My favorite part of life in the lab comes at the start of every day, when I get to flip to a fresh page in my lab notebook. I’ve always loved recording things, so you can imagine my excitement when I got my very own super-official-looking lab notebook, with its pristine black hardcover and exactly 100 pages of green-lined graph paper, each blank page promising a new scientific adventure.
My lab notebook has become home to protocols, experimental set-ups, data, and observations. More importantly, it has become a way for me to reflect on the successes and failures of my experiments. While each day is inevitably different from the last, my days in the lab–like the pages of my lab notebook–follow a similar pattern.
Objective. Each page of my lab notebook begins with a few notes on my goals for the day, which I discuss with my mentor, Hailey, first thing in the morning. It’s often easy for me to get lost just doing the motions–pipetting and running gels while losing sight of the big picture. Setting clear goals at the beginning of each day has become an important anchor for me this summer, a way to remind myself of how each experiment contributes to the goal of my overall project.
Protocol. In the “Protocol” sections of my lab notebook, I record exactly what I do throughout an experiment, whether that’s setting up a PCR or transforming E. coli. Sometimes, this part of my day consists of pipetting until my hand starts to cramp up. Other times, it consists of setting up a gel and holding my breath as the computer loads the image of my gel to reveal the success or failure of a day’s work.
Results. Here I include observations or pictures describing the results of my experiments. Sometimes with sad face doodles, other times with an excessive number of exclamation points. At the end of each day, Hailey and I discuss our results and what they mean; we troubleshoot and plan for the next day.

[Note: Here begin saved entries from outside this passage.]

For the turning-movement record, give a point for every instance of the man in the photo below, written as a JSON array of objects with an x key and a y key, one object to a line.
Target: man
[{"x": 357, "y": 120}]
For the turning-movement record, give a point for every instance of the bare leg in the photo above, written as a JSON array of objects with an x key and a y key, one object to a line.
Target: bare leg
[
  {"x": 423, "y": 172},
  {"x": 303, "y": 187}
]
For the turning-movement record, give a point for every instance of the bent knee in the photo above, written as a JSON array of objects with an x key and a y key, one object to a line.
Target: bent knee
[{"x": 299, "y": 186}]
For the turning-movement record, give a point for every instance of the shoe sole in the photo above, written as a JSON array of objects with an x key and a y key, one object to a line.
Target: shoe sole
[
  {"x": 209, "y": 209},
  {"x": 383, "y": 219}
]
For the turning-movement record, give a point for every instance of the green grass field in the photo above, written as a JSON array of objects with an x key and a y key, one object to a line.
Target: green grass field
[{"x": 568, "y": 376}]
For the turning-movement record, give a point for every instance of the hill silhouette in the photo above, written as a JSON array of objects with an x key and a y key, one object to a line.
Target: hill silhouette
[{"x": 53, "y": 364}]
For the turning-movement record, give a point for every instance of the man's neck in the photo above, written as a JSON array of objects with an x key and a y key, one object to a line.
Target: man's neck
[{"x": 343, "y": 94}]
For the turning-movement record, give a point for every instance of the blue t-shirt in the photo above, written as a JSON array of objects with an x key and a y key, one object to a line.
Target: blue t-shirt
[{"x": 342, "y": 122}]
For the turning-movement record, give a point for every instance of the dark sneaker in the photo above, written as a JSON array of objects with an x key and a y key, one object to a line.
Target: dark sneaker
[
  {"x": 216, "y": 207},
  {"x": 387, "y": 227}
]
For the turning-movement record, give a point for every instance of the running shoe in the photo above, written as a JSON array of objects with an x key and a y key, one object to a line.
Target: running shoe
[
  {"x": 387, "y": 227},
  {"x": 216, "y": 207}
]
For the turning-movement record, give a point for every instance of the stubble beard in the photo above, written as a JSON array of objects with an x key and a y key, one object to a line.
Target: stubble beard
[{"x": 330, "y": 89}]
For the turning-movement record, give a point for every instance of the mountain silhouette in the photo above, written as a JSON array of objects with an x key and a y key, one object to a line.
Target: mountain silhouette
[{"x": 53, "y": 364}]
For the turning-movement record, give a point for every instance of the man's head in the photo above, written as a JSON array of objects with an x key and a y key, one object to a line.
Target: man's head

Despite the loose structure of every day, I love the dynamic nature of life in the lab. I love that I don’t always know what my week will look like, because each experiment depends on the results of the last. I love the anticipation of walking into each day not knowing whether my experiment will work or not. And from that anticipation, I learn to value my failed experiments as much as my successful ones–each have equally important places in my notebook.